No hay posibilidades de que Central y Newell's desciendan al final del actual certamen. Pero sólo por una cuestión matemática. Ya que si fuese por el juego ambos estarían penando por mantenerse. Porque aunque esta frase pueda desatar la ira de cualquier hincha pasional, la misma describe el presente futbolístico de los dos equipos rosarinos. Una realidad como consecuencia también del pasado reciente.

   Es que los guarismos de las primeras dos ediciones de la Superliga exhiben con nitidez las muy flojas campañas de canallas y leprosos. Justamente por esas magras cosechas hoy los dividendos son tan escasos. Y dejan en la superficie la sucesión de los errores cometidos por aquellos que tienen la responsabilidad de ejecutar las respectivas políticas deportivas. Sí, directivos y secretarios técnicos o mánager.

El problema de ignorar

Es que aquellos que tienen a su cargo el desarrollo y composición futbolístico son los mismos que hoy no terminan de dimensionar la delicada situación a la que llevaron a sus respectivos conjuntos. Y aunque amarren sus hipotéticas correcciones en el tiempo disponible, hoy esas inoportunas respuestas no constituyen ninguna garantía. Es que por su militancia en el error no sólo no disiparon la preocupación, sino todo lo contrario: la acentuaron.

   La fragilidad numérica que supieron construir convirtió a los nueve puntos que restan disputar de la Superliga en trascendentes, porque la cosecha o no de los mismos puede constituir el puente del temor hacia la tranquilidad como así el del temor al pánico.

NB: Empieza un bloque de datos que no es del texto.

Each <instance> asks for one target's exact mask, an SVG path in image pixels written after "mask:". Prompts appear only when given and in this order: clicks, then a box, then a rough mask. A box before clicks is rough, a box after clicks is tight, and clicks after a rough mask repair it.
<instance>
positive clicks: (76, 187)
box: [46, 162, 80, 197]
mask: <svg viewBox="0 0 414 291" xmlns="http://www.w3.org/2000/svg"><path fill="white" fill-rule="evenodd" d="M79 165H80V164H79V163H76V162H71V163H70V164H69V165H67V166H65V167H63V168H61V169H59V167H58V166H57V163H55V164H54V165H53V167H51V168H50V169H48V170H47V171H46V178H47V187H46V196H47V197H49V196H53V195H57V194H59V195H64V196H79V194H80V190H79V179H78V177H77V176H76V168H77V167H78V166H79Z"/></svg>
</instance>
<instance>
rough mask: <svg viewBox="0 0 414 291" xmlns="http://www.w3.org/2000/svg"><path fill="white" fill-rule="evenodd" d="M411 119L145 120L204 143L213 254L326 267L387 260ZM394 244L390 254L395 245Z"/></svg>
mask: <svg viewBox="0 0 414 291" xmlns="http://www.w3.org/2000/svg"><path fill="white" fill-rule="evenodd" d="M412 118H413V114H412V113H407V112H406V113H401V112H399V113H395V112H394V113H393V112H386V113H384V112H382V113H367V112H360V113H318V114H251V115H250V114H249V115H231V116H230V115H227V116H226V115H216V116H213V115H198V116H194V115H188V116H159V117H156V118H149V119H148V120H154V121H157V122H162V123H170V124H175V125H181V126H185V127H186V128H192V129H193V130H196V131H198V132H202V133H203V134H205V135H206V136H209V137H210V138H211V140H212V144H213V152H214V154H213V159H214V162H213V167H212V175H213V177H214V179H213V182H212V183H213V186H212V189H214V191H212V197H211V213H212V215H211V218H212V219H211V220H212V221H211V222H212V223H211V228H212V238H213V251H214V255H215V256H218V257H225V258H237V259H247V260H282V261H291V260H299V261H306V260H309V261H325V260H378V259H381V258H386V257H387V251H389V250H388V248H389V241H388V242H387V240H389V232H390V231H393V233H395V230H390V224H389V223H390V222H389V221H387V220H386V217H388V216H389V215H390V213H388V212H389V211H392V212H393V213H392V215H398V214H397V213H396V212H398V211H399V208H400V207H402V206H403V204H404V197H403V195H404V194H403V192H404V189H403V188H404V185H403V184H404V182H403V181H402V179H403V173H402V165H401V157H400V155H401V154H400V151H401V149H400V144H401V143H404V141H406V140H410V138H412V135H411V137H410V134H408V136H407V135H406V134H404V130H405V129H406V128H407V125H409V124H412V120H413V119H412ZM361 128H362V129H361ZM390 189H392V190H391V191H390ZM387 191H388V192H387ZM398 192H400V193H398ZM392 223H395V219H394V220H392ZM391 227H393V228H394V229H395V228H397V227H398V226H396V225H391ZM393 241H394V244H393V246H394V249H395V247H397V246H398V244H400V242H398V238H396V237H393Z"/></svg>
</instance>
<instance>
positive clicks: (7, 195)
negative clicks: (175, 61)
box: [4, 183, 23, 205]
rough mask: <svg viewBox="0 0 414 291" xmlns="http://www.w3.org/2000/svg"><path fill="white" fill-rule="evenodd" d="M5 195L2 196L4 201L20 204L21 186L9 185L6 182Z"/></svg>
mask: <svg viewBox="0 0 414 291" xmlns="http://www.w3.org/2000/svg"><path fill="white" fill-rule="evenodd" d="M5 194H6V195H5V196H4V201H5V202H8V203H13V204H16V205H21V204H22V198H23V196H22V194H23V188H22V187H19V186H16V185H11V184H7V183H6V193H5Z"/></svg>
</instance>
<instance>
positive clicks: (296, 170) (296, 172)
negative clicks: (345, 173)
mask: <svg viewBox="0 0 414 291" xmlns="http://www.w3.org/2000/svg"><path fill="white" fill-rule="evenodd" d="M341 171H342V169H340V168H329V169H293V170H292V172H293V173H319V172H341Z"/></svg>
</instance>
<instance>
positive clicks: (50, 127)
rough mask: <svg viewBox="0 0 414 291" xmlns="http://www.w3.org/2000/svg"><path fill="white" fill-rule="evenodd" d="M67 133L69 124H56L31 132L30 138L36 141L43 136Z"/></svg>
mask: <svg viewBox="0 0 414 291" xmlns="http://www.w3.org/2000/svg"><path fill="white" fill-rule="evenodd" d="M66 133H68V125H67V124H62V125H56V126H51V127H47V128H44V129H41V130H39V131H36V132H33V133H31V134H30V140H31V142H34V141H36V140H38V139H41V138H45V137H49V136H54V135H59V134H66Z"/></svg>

   Y de cara a los últimos tres partidos que restan, lo que más genera incertidumbre son ciertas decisiones, que no hacen más que evidenciar el raquitismo futbolístico que exhiben ambos planteles de un tiempo hasta ahora.

Decisiones complejas

Sólo para graficar lo expuesto, no se entiende la determinación de Paulo Ferrari de jugar con un equipo demasiado alternativo en Mendoza ante una formación de emergencia de Godoy Cruz. Más aún tras haber avisado con lógica que la prioridad era la Superliga. Como también ocurrió en Newell's, cuando el entrenador Héctor Bidoglio incluyó al uruguayo Ribair Rodríguez ante Talleres, jugador que mostró con cierta obscenidad su precariedad física para competir en el fútbol profesional.

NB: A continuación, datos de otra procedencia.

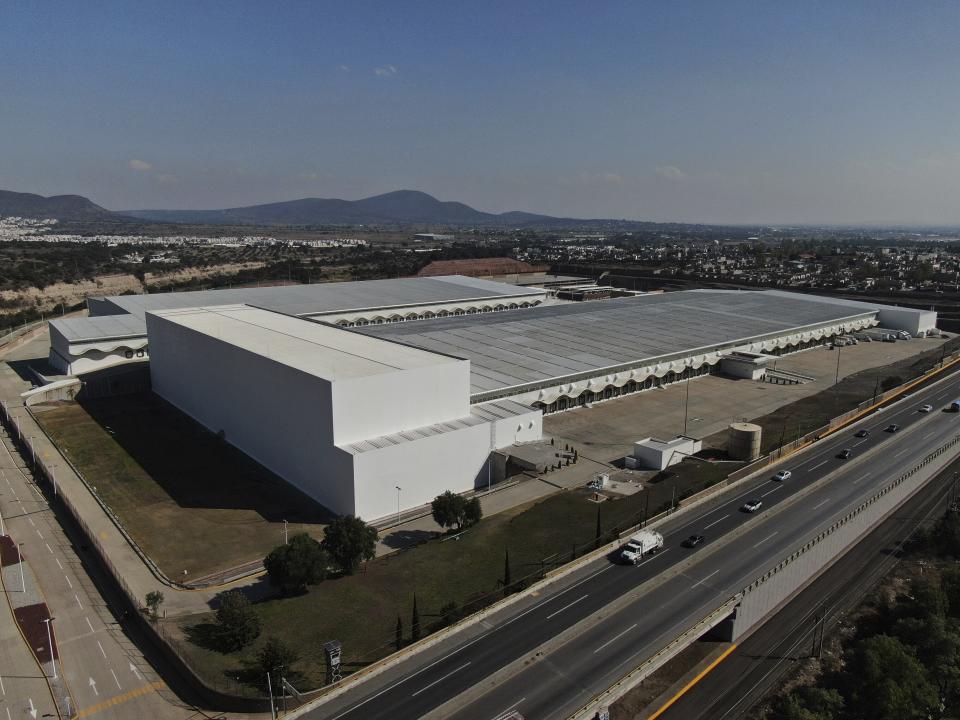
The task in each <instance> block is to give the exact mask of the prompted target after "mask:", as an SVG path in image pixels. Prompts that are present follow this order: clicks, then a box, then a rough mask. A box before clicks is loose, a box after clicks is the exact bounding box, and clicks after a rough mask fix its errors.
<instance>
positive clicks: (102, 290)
mask: <svg viewBox="0 0 960 720" xmlns="http://www.w3.org/2000/svg"><path fill="white" fill-rule="evenodd" d="M265 264H266V263H263V262H245V263H226V264H223V265H211V266H209V267H198V268H185V269H182V270H173V271H171V272H167V273H147V274H146V275H145V282H140V279H139V278H137V277H136V276H135V275H132V274H121V275H100V276H98V277H96V278H94V279H93V280H84V281H82V282H77V283H55V284H53V285H48V286H47V287H45V288H43V289H42V290H41V289H40V288H36V287H32V288H28V289H26V290H2V291H0V299H3V300H5V301H11V300H12V301H15V302H16V303H17V305H16V307H7V308H4V309H3V310H2V311H0V313H15V312H17V311H19V310H23V309H25V308H32V307H36V308H40V309H50V308H53V307H55V306H57V305H60V304H63V305H66V306H67V307H69V306H71V305H76V304H77V303H80V302H83V301H84V300H86V299H87V298H88V297H90V296H94V297H96V296H100V295H120V294H122V293H125V292H131V291H132V292H136V293H142V292H147V291H149V290H150V288H152V287H156V286H158V285H166V284H168V283H177V282H183V281H185V280H194V279H197V278H208V277H212V276H214V275H230V274H233V273H237V272H240V271H241V270H252V269H256V268H261V267H263V266H264V265H265Z"/></svg>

   Si este tipo de decisiones que adoptaron los entrenadores el fin de semana pasado responde a la necesidad de demostrar los pocos recursos con los que cuentan, o en su defecto mostrar a un plantel heredado en malas condiciones, no sólo estarían atentando contra sus propias proyecciones sino que dejan al descubierto el mal desempeño de los secretarios técnicos de cada entidad. Como así a los propios directivos. Aspecto que resultaría innecesario porque a lo largo y a lo ancho de Rosario se sabe que el patrón de este pésimo trance futbolístico de los equipos está dado por quienes conducen a los clubes.

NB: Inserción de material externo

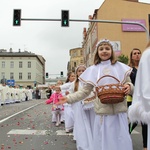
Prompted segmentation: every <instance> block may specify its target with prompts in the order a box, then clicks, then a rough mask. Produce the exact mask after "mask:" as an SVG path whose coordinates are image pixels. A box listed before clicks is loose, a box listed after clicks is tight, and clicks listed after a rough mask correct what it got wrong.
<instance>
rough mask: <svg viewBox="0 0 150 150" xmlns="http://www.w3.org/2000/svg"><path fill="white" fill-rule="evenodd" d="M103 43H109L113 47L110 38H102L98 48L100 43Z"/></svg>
mask: <svg viewBox="0 0 150 150" xmlns="http://www.w3.org/2000/svg"><path fill="white" fill-rule="evenodd" d="M101 43H108V44H109V45H111V46H112V47H113V45H112V43H111V42H110V41H109V40H108V39H102V40H100V41H99V42H97V44H96V48H97V47H99V45H100V44H101Z"/></svg>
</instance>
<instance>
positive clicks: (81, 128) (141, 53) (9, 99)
mask: <svg viewBox="0 0 150 150" xmlns="http://www.w3.org/2000/svg"><path fill="white" fill-rule="evenodd" d="M149 47H150V43H149V45H148V48H147V49H148V50H146V52H144V53H146V54H144V56H143V54H142V53H141V50H140V49H138V48H133V50H132V51H131V54H130V62H129V65H126V64H124V63H121V62H119V61H117V59H116V58H115V53H114V51H113V45H112V43H111V42H110V41H109V40H108V39H103V40H100V41H99V42H98V43H97V45H96V53H95V57H94V65H92V66H90V67H88V68H86V66H84V65H83V64H81V65H79V66H77V68H76V70H75V72H69V73H68V75H67V80H66V82H65V83H63V82H62V81H58V82H57V84H56V85H55V86H51V87H49V88H48V89H41V90H40V89H38V88H36V89H35V90H34V91H33V90H31V89H25V88H22V89H20V88H19V87H15V88H12V87H8V86H7V85H0V100H1V101H0V103H1V105H4V104H7V103H14V102H21V101H26V100H30V99H34V98H35V99H40V98H43V99H47V100H46V104H52V109H51V112H52V122H53V123H55V125H56V127H58V126H60V124H61V123H64V125H65V131H66V133H69V132H73V139H74V140H75V141H76V148H77V150H133V143H132V139H131V133H132V131H133V130H134V129H135V127H136V126H137V125H141V127H142V137H143V141H142V142H143V150H150V141H149V140H150V138H148V136H149V135H148V133H149V132H150V131H149V130H148V129H149V124H150V121H149V120H150V119H149V118H150V117H149V110H150V103H149V100H150V96H149V93H150V92H149V89H150V87H149V85H150V84H149V83H148V82H149V81H150V80H149V69H148V67H149V62H150V61H149V60H150V59H149V54H150V53H149ZM142 57H143V58H142ZM141 60H142V61H141ZM145 68H146V69H145ZM143 75H144V76H143ZM145 76H146V77H147V78H146V77H145ZM146 79H147V80H146ZM111 91H113V92H111ZM114 91H115V92H116V93H114ZM33 93H34V95H33Z"/></svg>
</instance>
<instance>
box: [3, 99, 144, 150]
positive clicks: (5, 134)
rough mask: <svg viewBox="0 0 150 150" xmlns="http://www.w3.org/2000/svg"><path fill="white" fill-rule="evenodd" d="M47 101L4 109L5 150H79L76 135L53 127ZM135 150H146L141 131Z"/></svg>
mask: <svg viewBox="0 0 150 150" xmlns="http://www.w3.org/2000/svg"><path fill="white" fill-rule="evenodd" d="M44 102H45V100H31V101H27V102H22V103H17V104H11V105H4V106H2V107H0V147H1V150H76V145H75V142H74V141H73V140H72V134H66V133H65V132H64V124H61V126H59V127H55V125H54V124H53V123H51V105H46V104H45V103H44ZM131 137H132V140H133V146H134V150H142V137H141V127H140V126H138V127H136V130H134V132H133V133H132V135H131Z"/></svg>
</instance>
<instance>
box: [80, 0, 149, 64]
mask: <svg viewBox="0 0 150 150" xmlns="http://www.w3.org/2000/svg"><path fill="white" fill-rule="evenodd" d="M149 10H150V4H146V3H141V2H138V0H105V1H104V2H103V4H102V5H101V7H99V8H98V9H96V10H95V11H94V14H93V15H92V16H89V19H93V20H103V21H106V22H104V23H102V22H91V23H89V27H88V29H86V28H84V29H83V42H82V43H83V45H82V47H83V49H84V61H85V64H86V66H90V65H93V59H94V55H95V50H96V49H95V48H96V43H97V42H98V41H99V40H101V39H104V38H107V39H109V40H111V41H112V43H113V47H114V50H115V53H116V56H119V55H121V54H124V55H127V56H129V54H130V52H131V50H132V49H133V48H139V49H140V50H141V51H144V49H145V47H146V45H147V43H148V40H149V32H150V28H149V27H150V11H149ZM107 21H119V22H122V21H123V22H137V23H141V24H142V25H144V26H145V27H146V28H147V31H145V29H144V28H143V27H141V26H139V25H133V24H119V23H108V22H107Z"/></svg>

Los técnicos también juegan

Ahora, si todo responde a la falta de experiencia de los técnicos, es de esperar que el aprendizaje sea rápido, porque Newell's y Central no están en condiciones de seguir fallando en materia futbolística, porque el tiempo es implacable, no da tregua y los puntos que se pierden hoy serán añorados mañana.

   Los problemas en el fútbol no se resuelven con declaraciones eventuales, escribiendo en las redes sociales, sacándose fotografías oportunistas o montando operaciones grandilocuentes de marketing.

   De hecho todo eso queda sin sustento y se diluye cuando la pelota en vez de entrar en el arco de enfrente ingresa en el propio.

   Los problemas del fútbol se resuelven con conocimiento y gestión, planificación y desarrollo y fundamentalmente con buenos jugadores promovidos e incorporados para ser ensamblados en un conjunto a través de una idea táctica bien fundada. Algo que en Central y Newell's hace rato no sucede. Por ello es que ahora lo necesario empieza a ser urgente. Porque ya no hay margen de error.